1. The New York Times or Washington Post releases an article that at first blush appears extremely damning.

2. Anti-Trump pundits and Democrats react reflexively to the news, express shrieking outrage, and proclaim that this finally proves untoward collusion between Trump and Russia — a smoking gun, at last.

3. Aggrieved former Clinton apparatchiks *connect the dots* in a manner eerily reminiscent of right-wing Glenn Beck-esque prognostication circa 2009.

4. Self-proclaimed legal experts rashly opine as to whether the new revelation entails some kind of criminally actionable offense. (Recall the now-laughable certitude that felled National Security Advisor Mike Flynn violated the 200+ year old Logan Act.) This latest version is the certitude that Jeff Sessions committed perjury, when that at the very least is highly questionable.

(Probably best to at least read the relevant statute first.)

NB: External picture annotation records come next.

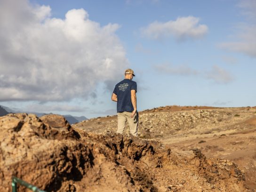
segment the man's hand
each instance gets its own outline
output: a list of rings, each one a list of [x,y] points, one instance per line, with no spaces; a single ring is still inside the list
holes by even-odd
[[[112,94],[112,96],[111,97],[111,100],[113,101],[117,102],[117,96],[114,93]]]
[[[135,109],[134,110],[133,110],[133,111],[132,112],[132,115],[131,115],[131,117],[134,117],[134,115],[135,115],[135,114],[136,114],[136,112],[137,112],[136,109]]]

5. The notion of Russian “collusion” being key to toppling Trump becomes further implanted in the minds of the most energized Democratic activists, as evidenced this time around by a troupe of protesters who showed up to the Department of Justice headquarters brandishing trademarked “Resist” placards, chanting “Lock Him Up,” and (as usual) hyperventilating about Putin. As I’ve written before, Trump/Putin theories are increasingly the top concern that plugged-in “Resistance” types bring up at the highly-charged town hall meetings that have received so much attention of late.